My next favorite character is Colin Frissell (Kris Marshall), and I’m not kidding about that either. His entire scheme to go to Wisconsin to meet easy American girls and be the God of Sex he was always destined to be is hilarious and, in its fantasy-world way, kind of spot-on about how an ordinary guy somewhere can go somewhere completely different and become infinitely more interesting, almost on the strength of his accent alone. Okay, so if you do this you’re probably not going to meet January Jones and Elisha Cuthbert and Shannon Elizabeth and Denise Richards and Ivana Milicevic — all sexed up and ready to go since they’re “not the richest of girls” and have to sleep naked in a single bed — but it’s the hope fulfilled for Colin that makes it so great. And the best part? Screaming in Heathrow Airport, “and he’s got a big NOB,” (complete with hand gesture estimation of size).
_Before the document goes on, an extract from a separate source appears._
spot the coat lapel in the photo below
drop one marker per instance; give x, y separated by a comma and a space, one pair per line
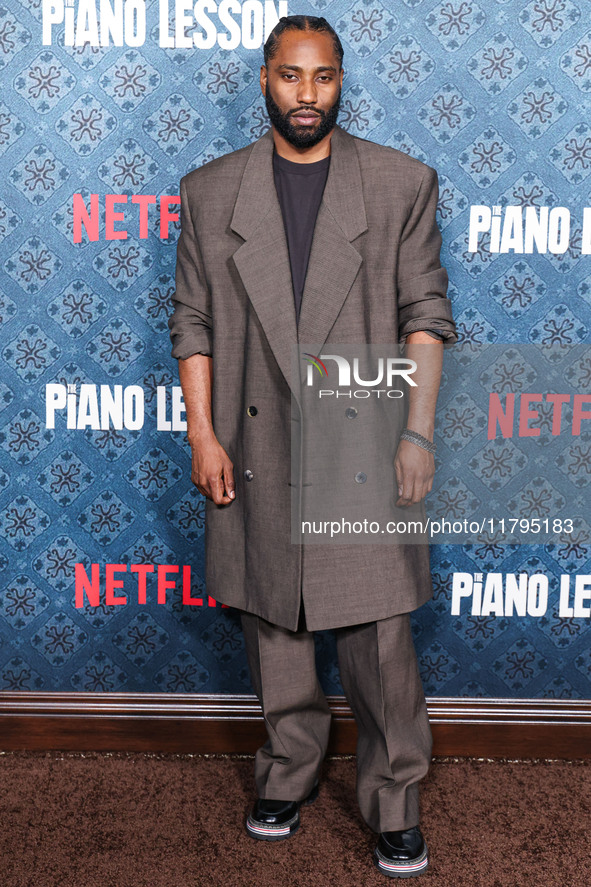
263, 259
And the pop-up live rendition of “All You Need Is Love” at the wedding of Juliet (Kiera Knightly) and Peter (Chiwetel Ejiofor) is splendid, but Juliet’s face as she realizes Peter’s best friend Mark (Andrew Lincoln) took video of only her, is surprised and flattered and also sad. And then Mark tears up and I just want to hug them both.

There’s also the porn stand-ins, played by Martin Freeman and Joanna Page, who spend all day in various states of undress, miming sex acts with each other, and yet they’re so timid and hesitant about feeling each other out on a personal level and eventually dating. It’s the cutest thing ever.

Or how Aurelia (Lucia Moniz) learns English for Jamie (Colin Firth) “just in cases.”

Or Bill Nighy as faded rock star Billy Mack, singing his crappy Christmas song, naked, on live TV, thrusting into his guitar.

Or stupid, stupid Sarah (Laura Linney) putting her brother in some assisted living center where he’s allowed to call her every hour of the day, as many times as he wants, and not allowing a moment to herself, especially when gorgeous, nearly-naked, understanding, patient and totally, uncomprehendingly into her Karl (Rodrigo Santoro) is right there in her bed begging her not to answer.

Or Daniel (Liam Neeson) bumping into Carol (Claudia Schiffer) and getting all tongue-tied because she looks just like Claudia Schiffer.

Or the jewelry store clerk (Rowan Atkinson) distracting an airport gate attendant so Sam (Thomas Brodie-Sangster) runs to tell Joanna (Olivia Olson) how he feels about her.

Or Joanna’s perfect rendition of “All I Want For Christmas Is You.”

Love Actually is a delightful movie that warms my heart and makes me feel good, and it has so many great moments to savor. It makes me deliriously happy. I honestly can’t think of a single reason not to love it to pieces.